University of Michigan Launches Michigan Academy for the Development of Entrepreneurs to Foster Entrepreneurship in Developing Economies

Shannon Beeman
December 7, 2017

Nonprofit institute to combine U-M institutional expertise with proven local knowledge to support innovation economies in developing countries

The Samuel Zell & Robert H. Lurie Institute for Entrepreneurial Studies, in partnership with the William Davidson Institute and Aparajitha Foundations, today announced the launch of the Michigan Academy for the Development of Entrepreneurs (MADE), a nonprofit institute that works with entrepreneurship development organizations (EDOs) in developing countries to give individuals operating businesses in these environments the knowledge and best practices they need to thrive. Serial entrepreneur Mike Pape will serve as executive director.

In a developing economy, entrepreneurs and small business owners are key to creating a vibrant, sustainable business climate, but can face unique challenges getting the support they need to succeed. Rather than lean on a theoretical or conceptual framework, MADE collects the practical lessons learned from partner organizations around the world and networks created from years of University of Michigan startup consulting projects in economies such as India, Vietnam, Kosovo and Morocco to help entrepreneurs make important decisions that will add value to their companies. MADE is currently focused on India, but is also building on past work conducted by the William Davidson Institute and Zell Lurie in Vietnam and Kosovo, with plans for further expansion.

“Whether they’re in Silicon Valley or Africa, entrepreneurs bring the energy and vitality that every economy needs to succeed, and the Zell Lurie Institute is committed to supporting them wherever they may be–but what works for a startup in one part of the world doesn’t necessarily work for others,” said Stewart Thornhill, executive director of the Zell Lurie Institute. “At Michigan Ross, we champion the value of learning business through action. Together with Aparajitha and the William Davidson Institute, we want to learn what works for entrepreneurs in different environments based on their experiences, teach what we’ve learned and work with our partner organizations to spread those lessons. We’re looking forward to combining the entrepreneurial know-how of the Zell Lurie Institute with the global business expertise of the William Davidson Institute and the on-the-ground experiences of Aparajitha Foundations to empower local small businesses and economic development around the world.”

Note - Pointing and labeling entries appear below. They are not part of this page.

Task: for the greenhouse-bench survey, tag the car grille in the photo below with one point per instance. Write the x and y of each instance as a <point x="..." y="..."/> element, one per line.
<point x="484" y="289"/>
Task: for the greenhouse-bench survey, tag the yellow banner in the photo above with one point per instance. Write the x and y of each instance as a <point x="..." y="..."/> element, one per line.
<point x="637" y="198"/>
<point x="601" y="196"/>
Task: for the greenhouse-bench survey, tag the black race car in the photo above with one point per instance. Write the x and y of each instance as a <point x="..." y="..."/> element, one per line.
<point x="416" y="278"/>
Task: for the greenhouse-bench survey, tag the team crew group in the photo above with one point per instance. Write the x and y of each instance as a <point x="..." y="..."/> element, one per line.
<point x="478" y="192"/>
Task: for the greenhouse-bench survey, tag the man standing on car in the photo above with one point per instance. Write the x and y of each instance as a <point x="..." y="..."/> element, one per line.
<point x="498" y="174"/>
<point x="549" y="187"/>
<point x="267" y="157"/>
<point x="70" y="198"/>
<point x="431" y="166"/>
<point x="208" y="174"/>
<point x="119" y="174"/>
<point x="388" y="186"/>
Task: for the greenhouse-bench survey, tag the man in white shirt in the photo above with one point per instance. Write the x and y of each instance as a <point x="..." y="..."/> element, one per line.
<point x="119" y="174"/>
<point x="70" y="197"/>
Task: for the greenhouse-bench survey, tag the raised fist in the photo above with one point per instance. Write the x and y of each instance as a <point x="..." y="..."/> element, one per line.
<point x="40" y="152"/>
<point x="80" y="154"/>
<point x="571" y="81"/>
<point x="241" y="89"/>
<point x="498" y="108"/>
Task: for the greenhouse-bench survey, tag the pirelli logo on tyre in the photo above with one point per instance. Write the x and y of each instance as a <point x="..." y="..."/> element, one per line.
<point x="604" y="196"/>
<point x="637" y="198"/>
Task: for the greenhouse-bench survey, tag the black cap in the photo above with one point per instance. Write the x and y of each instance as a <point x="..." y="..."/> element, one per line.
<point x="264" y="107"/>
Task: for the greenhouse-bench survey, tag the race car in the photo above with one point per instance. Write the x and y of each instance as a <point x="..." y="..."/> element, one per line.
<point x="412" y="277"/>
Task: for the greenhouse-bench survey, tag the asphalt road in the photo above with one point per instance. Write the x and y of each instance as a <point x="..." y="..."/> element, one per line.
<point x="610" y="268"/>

“In developing countries like India, ‘learned’ entrepreneurship can go a long way in ensuring the socio-economic development of the country,” said Bharath Krishna, chairman of Aparajitha. “Entrepreneurs not only create value economically but also add to the social fabric of the locality where they have their business. Entrepreneurship that is not just romanticized but done with the understanding of some basic nuances can make a tremendous impact in creating a sustainable ecosystem both locally and nationally. We’re committed to MADE as a true ‘nation-building’ exercise.”

“At the William Davidson Institute, we’re dedicated to helping developing economies find and create sustainable growth solutions,” said Paul Clyde, president of the William Davidson Institute. “A key part of our mission is partnering with businesses, including entrepreneurs, in developing economies to cultivate profitable business models. MADE is a cooperative arrangement that combines the expertise across the University of Michigan with that of successful businesses in these countries. We see MADE as a powerful way to realize our goals as an institute.”

Successful Serial Entrepreneur Mike Pape Named Executive Director
As the executive director of MADE, Pape will provide leadership to a team of MBA students, who are themselves participating in a new program that the Ross School of Business at University of Michigan sees as the next level of action-based learning.  The students will not just work on projects but are, in a real sense, running MADE, with Pape providing the continuity from year to year.  

Pape has co-founded several life sciences companies, including Esperion Therapeutics, which was acquired by Pfizer for $1.3 billion in 2004; Akebia Therapeutics, which successfully IPOed in 2014; Orchard Venture Partners, a life science venture capital firm; and Nymirum, a drug discovery firm based in North Carolina. Before he became an entrepreneur, Pape was instrumental in the success of numerous cardiovascular drug discovery and development programs, including Lipitor at Upjohn and Parke-Davis/Warner-Lambert (now Pfizer). He holds a bachelor’s degree from the University of Michigan.

“Mike has been a fixture in the Ann Arbor entrepreneurial ecosystem for years—and his track record of founding and scaling successful startups speaks for itself,” said Thornhill. “When it came time to choose the right person to launch and scale MADE—and guide others through the process of getting their own ventures off the ground—there was no question in our minds that Mike was up to the challenge.”

“I know firsthand the challenges entrepreneurs face in getting their ventures off the ground—and I know how valuable their contributions are both as a vehicle for innovation and as a participant in the local economy,” said Pape. “I’m looking forward to working with the full breadth of resources the University of Michigan has to offer—from the MBAs who will be managing all of MADE’s operations and the alumni worldwide who will serve as coaches and local resources to the knowledge resource and institutes housed here. We have the ability to create some really great outcomes, and we’re all looking forward to the challenges ahead.”